While the conversations about artificial intelligence and machine learning are endless, they downgrade the importance of the descriptive data that measures what has already happened. The historical data should be incorporated to capture the company’s competitive advantage within the perspective framework. Unfortunately, the marketing and media attention around AI/Machine learning has resulted in companies initiating projects without the fundamentals of data management or a carefully planned strategy.

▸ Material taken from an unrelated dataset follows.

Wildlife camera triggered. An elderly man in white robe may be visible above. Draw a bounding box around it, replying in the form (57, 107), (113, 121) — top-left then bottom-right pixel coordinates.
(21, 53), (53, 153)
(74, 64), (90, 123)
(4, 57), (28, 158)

**While having machine learning has many benefits, no new technology will obviate an effective, well-run data management function. See descriptive section above.**
As discussed in the predictive section, mid-sized companies are currently at a disadvantage to enterprises with regards to infrastructure and personnel skills. Artificial intelligence can close that gap by helping mid-sized reduce the technical overhead necessary to maintain an analytics platform.
Summary:
Cross-industry studies show that on average, less than half of an organization’s structured data is actively used in making decisions-and less than 1% of unstructured data is analyzed. Furthermore, more than 70% of employees have access to data they should not. Indeed, understanding the architectural framework helps non-technical professionals avoid costly mistakes by effectively integrating solutions to support decision making.
It is difficult for non-technical managers to make sense of the highly fragmented market for analytics. This fragmentation occurs because vendors are selling directly into business units. Research firms such as Gartner have countless definitions and sub-categories for each component of analytics. Vendors are competing voraciously to become a leader in their category. These leaders will have an opportunity to consolidate and create a platform (app exchange) for other vendors to integrate their applications, which, in turn, will hopefully make the entire analytical landscape easier to understand.
The importance of not letting the technology and marketing terms obfuscate the business value cannot be stressed enough. The end goal should be to help managers turn data into information that helps drive profitability and market share.